McMaster well represented at annual YWCA Hamilton Women of Distinction event

Photo by Sarah Janes.

Five McMaster community members were among the recipients of the annual YWCA Women of Distinction Awards on March 5. 

It was a stellar night for the university as more than 30 women with McMaster connections were among those nominated for the prestigious award, which honours and celebrates trailblazing Hamilton women who have excelled in their fields.

Denise Christopherson, chief executive officer for YWCA Hamilton, announced during the ceremony that the awards evening is the best-attended event in the City of Hamilton.

Arts, culture, design

Diana Weir graduated from McMaster University with an Honours Bachelor of Arts degree in Music and Cultural Studies. She was with the Hamilton Philharmonic Orchestra since 2012 and became its Executive Director in 2017. In March 2019, Weir received the Canada Council’s prestigious John Hobday Award for Arts Management. In December 2019, she was appointed to the newly created role of Vice President, Strategic Partnerships at the Toronto Symphony Orchestra.


Dr. Audrey Hicks began her career at McMaster in 1988, as a Professor in the Department of Kinesiology. While establishing her research expertise and excellence in the areas of neuromuscular physiology, Hicks focused particular attention on aging and exercise rehabilitation in neurological populations. She is the founding director of the MacWheelers and MSFitt Exercise Rehabilitation Programs for individuals with spinal cord injury (SCI) and multiple sclerosis (MS), respectively. Hicks has supervised numerous graduate students, authored over 100 peer reviewed papers and has been an invited speaker at many local, national and international meetings.

Outstanding small business

Blueberry Therapy (Kristen Parise, owner) is a multidisciplinary clinic providing pelvic health and pediatric therapy services. Parise is an educator and leader and has been an Assistant Clinical Professor at McMaster University for more than 10 years.

Science, technology, trades

Dr. Heather Sheardown is a professor of chemical engineering at McMaster. She is a highly accomplished researcher, engineer, teacher, mentor and entrepreneur. She has an esteemed international reputation for her research and holds a prestigious Tier 1 Canada Research Chair in Ophthalmic Biomaterials. As one of the first female engineering faculty at McMaster, Sheardown has been a trailblazer for women, fighting for equality and the promotion of women in science and technology.

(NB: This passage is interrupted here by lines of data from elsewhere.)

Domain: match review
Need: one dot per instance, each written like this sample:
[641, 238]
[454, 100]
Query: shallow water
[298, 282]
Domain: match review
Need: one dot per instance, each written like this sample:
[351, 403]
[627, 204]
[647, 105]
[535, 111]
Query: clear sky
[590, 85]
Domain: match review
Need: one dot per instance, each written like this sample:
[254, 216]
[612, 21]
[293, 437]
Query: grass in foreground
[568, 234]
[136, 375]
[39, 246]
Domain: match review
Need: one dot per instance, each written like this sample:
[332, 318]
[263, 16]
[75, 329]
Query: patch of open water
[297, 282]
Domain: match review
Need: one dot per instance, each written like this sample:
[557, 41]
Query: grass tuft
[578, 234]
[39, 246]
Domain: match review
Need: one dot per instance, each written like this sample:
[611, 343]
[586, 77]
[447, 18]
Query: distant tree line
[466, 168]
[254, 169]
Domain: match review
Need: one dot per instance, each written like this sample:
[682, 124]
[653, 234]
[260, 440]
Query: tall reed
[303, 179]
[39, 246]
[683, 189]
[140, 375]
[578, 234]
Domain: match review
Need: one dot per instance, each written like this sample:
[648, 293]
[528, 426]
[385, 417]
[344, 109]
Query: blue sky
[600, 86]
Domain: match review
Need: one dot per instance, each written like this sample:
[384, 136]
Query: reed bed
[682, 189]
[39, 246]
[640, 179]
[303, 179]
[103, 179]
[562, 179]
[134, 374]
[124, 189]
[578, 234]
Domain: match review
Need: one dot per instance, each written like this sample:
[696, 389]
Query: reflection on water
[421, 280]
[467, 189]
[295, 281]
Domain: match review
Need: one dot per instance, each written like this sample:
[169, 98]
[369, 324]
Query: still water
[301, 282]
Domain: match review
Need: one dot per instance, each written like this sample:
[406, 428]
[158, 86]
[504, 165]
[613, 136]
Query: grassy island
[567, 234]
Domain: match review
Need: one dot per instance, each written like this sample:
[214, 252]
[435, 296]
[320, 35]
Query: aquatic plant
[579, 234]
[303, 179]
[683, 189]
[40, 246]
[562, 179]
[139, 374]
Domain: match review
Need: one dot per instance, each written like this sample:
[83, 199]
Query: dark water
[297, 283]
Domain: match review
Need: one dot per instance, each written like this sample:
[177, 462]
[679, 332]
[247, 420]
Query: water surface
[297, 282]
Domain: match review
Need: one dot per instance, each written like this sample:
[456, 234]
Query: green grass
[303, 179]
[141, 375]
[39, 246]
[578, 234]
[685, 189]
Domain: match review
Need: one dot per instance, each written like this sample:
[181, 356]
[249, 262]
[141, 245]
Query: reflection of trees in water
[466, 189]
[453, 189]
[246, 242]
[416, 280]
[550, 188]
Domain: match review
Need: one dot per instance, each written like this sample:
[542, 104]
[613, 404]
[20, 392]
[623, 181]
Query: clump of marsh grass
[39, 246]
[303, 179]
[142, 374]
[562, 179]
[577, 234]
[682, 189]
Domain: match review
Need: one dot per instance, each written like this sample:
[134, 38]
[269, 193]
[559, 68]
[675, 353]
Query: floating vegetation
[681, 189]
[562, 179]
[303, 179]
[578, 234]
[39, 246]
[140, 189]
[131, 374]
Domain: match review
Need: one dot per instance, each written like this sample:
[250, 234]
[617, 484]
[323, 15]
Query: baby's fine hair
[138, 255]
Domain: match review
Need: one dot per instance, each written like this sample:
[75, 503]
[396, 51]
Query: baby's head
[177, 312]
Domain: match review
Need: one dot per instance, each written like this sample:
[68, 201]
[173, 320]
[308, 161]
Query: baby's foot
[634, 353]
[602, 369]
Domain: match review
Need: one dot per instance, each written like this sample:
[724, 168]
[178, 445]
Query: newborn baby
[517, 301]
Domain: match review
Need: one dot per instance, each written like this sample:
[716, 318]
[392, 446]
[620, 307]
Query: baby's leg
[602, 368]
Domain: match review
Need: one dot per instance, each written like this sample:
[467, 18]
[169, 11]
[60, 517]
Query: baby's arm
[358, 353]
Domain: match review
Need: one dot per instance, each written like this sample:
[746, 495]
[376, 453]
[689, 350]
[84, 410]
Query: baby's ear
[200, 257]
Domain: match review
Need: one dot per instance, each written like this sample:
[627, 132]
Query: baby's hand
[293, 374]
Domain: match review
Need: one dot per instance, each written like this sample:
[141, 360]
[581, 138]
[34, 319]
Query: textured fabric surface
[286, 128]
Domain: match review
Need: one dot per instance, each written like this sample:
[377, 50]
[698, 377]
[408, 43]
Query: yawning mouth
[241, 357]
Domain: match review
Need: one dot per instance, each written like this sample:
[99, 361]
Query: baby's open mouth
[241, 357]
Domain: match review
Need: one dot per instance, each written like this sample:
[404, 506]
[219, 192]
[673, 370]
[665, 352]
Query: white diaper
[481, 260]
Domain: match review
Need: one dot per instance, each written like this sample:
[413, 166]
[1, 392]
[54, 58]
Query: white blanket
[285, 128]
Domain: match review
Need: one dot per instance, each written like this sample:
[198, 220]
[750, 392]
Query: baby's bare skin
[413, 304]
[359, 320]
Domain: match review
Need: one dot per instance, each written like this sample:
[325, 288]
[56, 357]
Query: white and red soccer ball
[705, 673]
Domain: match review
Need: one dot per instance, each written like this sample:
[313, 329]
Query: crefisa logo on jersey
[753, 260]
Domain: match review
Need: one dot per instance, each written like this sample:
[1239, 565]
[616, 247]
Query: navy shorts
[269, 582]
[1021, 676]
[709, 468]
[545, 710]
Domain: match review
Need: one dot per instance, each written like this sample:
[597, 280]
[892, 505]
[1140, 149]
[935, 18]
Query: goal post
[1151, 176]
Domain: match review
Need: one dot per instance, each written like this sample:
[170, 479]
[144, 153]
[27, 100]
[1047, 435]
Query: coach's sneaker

Young woman of distinction

Kayonne Christy (Science ’17) is a third-generation Jamaican-Canadian woman who is fiercely committed to social justice. She co-founded the McMaster Womanists, the Black Aspiring Physicians of McMaster and the Black Outreach Leadership Directive. During her time at McMaster, she was a vocal anti-carding activist, the convener of the Race, Racialization & Racism working group of McMaster’s President’s Advisory Committee on Building an Inclusive Community, a member of the Afro-Caribbean Canadian Association of Hamilton, and a board member of the Hamilton Urban Core Community Health Centre. Christy is a two-time John C. Holland Award winner, and currently holds a Canada Graduate Scholarship (Master’s) from the Social Science and Humanities Research Council of Canada.